Last year we planted some Elephant Garlic, and this summer you can see how much they’ve shot up!
What are scapes?
Basically, those little green onion domes perched on the top of the skinny stalks are called scapes, and amazingly, are considered quite a foodie delicacy.
If you’ve ever planted garlic, leeks, or onions, or seen them growing somewhere in the spring, there’s a good chance you’ve seen scapes.
The scape is actually the flower stalk, and if left on the plant, will open up into a pretty flower. The problem is that by leaving it, the plant’s growing energy goes into the flower and not the bulb, when it’s the bulb you want to grow bigger to eventually eat.

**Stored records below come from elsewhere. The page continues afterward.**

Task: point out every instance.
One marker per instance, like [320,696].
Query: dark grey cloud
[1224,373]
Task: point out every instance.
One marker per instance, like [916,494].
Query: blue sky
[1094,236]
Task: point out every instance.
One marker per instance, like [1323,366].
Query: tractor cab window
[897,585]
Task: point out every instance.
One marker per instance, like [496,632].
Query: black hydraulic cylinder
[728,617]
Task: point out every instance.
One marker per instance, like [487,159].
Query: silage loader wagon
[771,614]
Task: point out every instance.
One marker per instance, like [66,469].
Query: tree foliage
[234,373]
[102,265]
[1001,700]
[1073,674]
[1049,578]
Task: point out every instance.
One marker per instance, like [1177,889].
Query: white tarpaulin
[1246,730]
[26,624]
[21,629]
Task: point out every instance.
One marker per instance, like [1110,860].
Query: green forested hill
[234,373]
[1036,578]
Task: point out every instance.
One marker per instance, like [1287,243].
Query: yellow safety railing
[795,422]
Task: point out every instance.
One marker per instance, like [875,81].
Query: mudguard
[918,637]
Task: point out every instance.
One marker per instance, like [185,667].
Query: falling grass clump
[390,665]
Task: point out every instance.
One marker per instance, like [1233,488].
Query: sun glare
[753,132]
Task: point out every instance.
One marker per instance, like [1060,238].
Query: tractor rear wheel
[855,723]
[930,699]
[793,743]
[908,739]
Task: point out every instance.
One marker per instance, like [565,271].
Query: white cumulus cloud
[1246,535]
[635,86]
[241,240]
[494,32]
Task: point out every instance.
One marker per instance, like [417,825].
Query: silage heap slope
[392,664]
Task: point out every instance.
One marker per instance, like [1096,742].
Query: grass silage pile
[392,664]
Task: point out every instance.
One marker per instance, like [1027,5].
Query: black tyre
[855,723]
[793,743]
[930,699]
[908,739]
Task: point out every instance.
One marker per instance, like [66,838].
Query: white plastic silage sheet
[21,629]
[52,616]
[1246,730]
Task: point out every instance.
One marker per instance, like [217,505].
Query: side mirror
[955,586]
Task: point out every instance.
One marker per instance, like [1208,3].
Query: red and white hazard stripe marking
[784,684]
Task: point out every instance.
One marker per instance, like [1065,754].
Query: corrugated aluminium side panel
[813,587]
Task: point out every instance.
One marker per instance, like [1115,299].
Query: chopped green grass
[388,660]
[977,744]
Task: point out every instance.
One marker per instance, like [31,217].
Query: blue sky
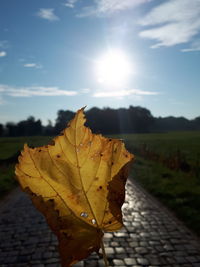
[50,51]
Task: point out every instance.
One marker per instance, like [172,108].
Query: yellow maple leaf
[78,183]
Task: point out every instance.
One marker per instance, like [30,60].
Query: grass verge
[177,190]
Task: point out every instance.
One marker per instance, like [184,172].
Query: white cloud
[85,90]
[3,53]
[108,7]
[70,3]
[34,91]
[33,65]
[4,44]
[172,22]
[48,14]
[195,46]
[123,93]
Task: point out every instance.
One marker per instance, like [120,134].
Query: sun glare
[113,68]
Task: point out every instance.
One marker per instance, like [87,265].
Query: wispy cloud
[172,22]
[123,93]
[33,65]
[47,13]
[34,91]
[4,44]
[108,7]
[3,53]
[70,3]
[195,46]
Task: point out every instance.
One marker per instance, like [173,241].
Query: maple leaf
[78,183]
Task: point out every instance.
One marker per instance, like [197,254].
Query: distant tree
[29,127]
[62,119]
[1,129]
[141,119]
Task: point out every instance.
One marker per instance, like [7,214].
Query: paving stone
[130,261]
[143,261]
[118,262]
[151,236]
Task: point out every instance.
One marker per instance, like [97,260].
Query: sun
[113,68]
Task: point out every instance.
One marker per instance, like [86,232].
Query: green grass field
[176,188]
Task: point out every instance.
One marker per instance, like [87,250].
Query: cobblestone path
[152,236]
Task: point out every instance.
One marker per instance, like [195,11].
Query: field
[167,165]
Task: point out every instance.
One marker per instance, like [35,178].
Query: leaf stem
[104,253]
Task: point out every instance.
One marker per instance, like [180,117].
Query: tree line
[106,121]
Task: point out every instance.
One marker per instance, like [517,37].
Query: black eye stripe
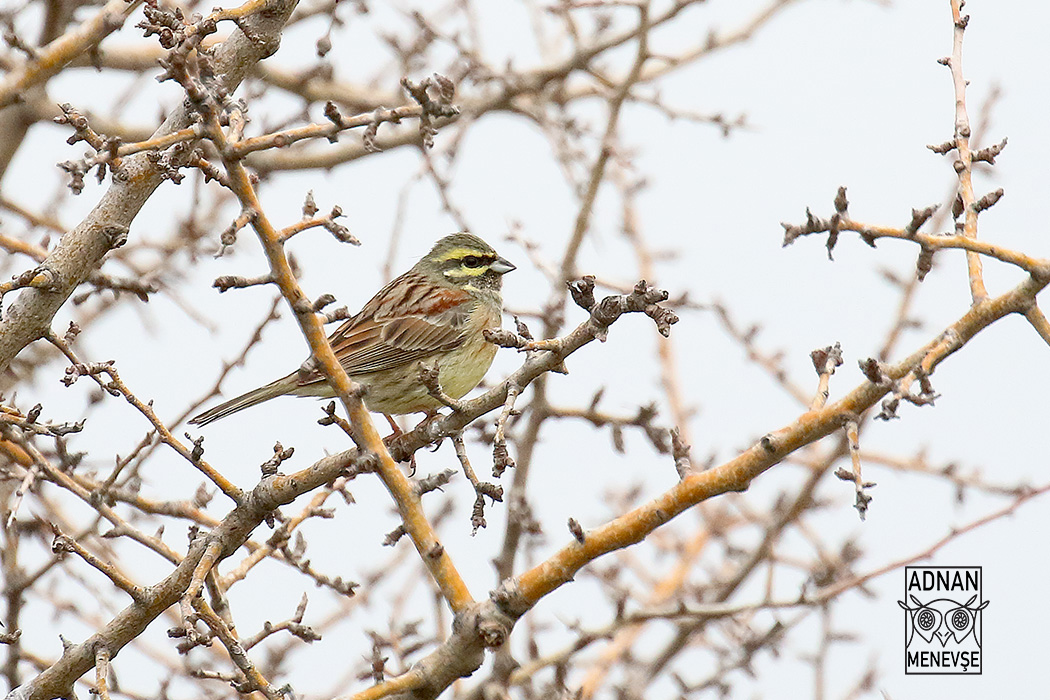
[477,260]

So the idea is to harvest the scapes before they blossom so that the plant can focus it’s energy on it’s bulb again.
As can be seen in the second picture, Michael is showing us where to cut off the scape from the main garlic shoot.
You just need to look for the spear or shoot with a small bulb coming out of the centre of the plant then use sharp garden shears to cut the shoot off near the top set of leaves.
A tasty veg
Scapes taste of two things:
1.) a very mild version of the the plant they come from. So in our case, really mild garlic.

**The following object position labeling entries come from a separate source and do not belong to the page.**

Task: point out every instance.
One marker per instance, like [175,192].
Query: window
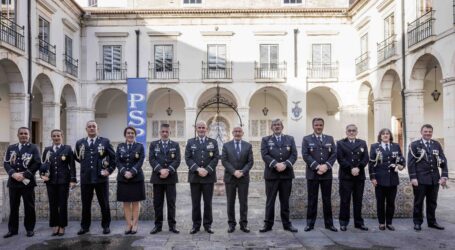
[364,44]
[163,58]
[112,58]
[216,56]
[192,1]
[292,1]
[268,56]
[321,54]
[389,26]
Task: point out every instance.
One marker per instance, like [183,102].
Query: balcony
[70,65]
[322,71]
[164,72]
[270,72]
[111,71]
[217,72]
[46,52]
[361,63]
[11,33]
[387,49]
[421,28]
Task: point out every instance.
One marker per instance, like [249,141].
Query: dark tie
[237,149]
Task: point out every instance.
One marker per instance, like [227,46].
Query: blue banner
[137,107]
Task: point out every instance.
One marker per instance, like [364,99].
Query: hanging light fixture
[435,94]
[169,109]
[265,110]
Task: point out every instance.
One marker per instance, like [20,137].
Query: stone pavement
[403,238]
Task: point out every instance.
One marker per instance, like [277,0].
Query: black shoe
[156,230]
[436,226]
[83,231]
[209,230]
[291,229]
[265,229]
[362,227]
[332,228]
[194,230]
[308,228]
[9,234]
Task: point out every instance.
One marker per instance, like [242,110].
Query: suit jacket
[130,160]
[232,162]
[26,160]
[94,158]
[160,158]
[204,155]
[351,155]
[426,169]
[60,165]
[273,152]
[380,169]
[315,152]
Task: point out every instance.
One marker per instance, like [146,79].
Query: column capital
[414,92]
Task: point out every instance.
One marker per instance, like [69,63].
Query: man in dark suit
[22,160]
[319,153]
[164,158]
[201,157]
[237,159]
[97,159]
[425,157]
[279,154]
[352,156]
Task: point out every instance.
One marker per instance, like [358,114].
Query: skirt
[130,191]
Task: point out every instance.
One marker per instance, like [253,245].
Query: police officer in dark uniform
[385,162]
[425,157]
[279,154]
[352,156]
[97,159]
[22,160]
[201,157]
[319,152]
[164,157]
[59,173]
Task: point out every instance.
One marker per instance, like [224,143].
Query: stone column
[51,120]
[18,113]
[190,117]
[244,113]
[382,113]
[448,91]
[414,113]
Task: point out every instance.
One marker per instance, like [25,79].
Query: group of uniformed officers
[98,160]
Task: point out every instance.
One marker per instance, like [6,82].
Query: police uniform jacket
[352,155]
[380,166]
[274,152]
[168,158]
[94,158]
[130,160]
[59,165]
[423,162]
[26,160]
[315,152]
[203,155]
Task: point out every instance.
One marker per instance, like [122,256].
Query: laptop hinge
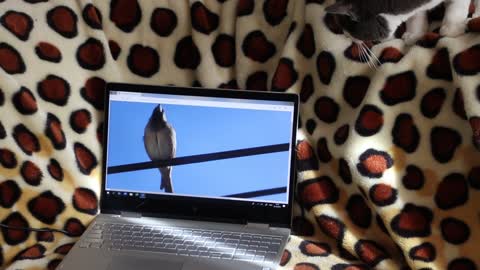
[130,214]
[257,225]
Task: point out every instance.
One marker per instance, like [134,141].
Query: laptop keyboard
[184,241]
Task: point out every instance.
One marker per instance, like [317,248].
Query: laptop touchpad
[131,262]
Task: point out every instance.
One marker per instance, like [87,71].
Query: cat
[377,20]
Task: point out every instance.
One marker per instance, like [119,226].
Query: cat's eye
[354,17]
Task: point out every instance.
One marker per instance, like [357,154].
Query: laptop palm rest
[133,262]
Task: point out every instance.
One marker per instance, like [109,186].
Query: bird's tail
[166,182]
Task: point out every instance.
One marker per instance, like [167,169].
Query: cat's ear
[340,7]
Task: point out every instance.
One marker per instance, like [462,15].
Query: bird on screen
[160,143]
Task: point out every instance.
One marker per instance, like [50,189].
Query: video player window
[220,152]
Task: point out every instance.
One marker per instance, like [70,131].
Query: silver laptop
[192,179]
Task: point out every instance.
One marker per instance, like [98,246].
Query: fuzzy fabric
[388,157]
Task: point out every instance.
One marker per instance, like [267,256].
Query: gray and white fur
[377,20]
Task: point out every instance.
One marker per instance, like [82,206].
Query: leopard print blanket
[388,157]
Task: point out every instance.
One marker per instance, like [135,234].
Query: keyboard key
[95,245]
[243,257]
[92,241]
[226,256]
[183,252]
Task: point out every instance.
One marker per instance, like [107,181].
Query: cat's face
[360,22]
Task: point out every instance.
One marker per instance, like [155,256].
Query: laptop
[192,179]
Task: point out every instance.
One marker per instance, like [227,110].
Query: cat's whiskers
[364,55]
[372,54]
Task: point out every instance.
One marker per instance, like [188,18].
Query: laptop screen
[217,148]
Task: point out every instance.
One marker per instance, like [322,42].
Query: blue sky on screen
[202,130]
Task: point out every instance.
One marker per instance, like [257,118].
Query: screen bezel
[194,207]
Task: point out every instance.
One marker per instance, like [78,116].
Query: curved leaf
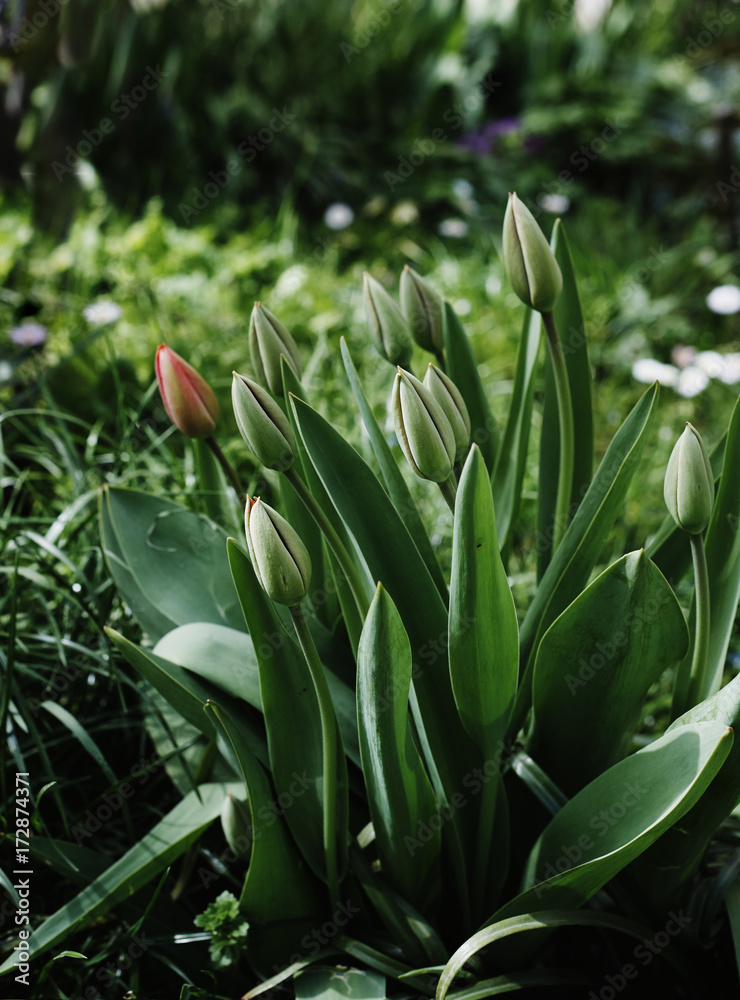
[606,649]
[167,562]
[576,556]
[400,795]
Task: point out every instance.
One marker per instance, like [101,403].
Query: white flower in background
[649,370]
[710,362]
[730,373]
[455,228]
[28,334]
[558,204]
[338,215]
[691,382]
[724,299]
[462,188]
[102,313]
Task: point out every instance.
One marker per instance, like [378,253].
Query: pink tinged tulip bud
[448,396]
[530,263]
[190,402]
[387,324]
[423,430]
[262,424]
[424,311]
[279,557]
[689,483]
[268,340]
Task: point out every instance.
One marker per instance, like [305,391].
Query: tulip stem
[329,748]
[565,417]
[449,492]
[228,469]
[337,545]
[697,684]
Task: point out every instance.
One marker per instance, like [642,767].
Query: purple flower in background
[29,334]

2.) a fresh, yet less crunchy, asparagus.
So, they can be chopped into small pieces as a great substitute for finely chopped onion. But because they can be a little tough, if you’re using them in something like a quiche, it’s worth giving them a quick sauté first.
You can also chop scapes into larger pieces, about an inch, to use in stir fries, curries, pasta, and casseroles.
Or try cooking and puréeing them into a scape pesto.
And if you’d like to really feature the scapes like I do, try coating them in a little oil and roasting or grilling until tender – as shown in the pictures of my dinner after this particular visit to our forest garden when they were super fresh and delicious!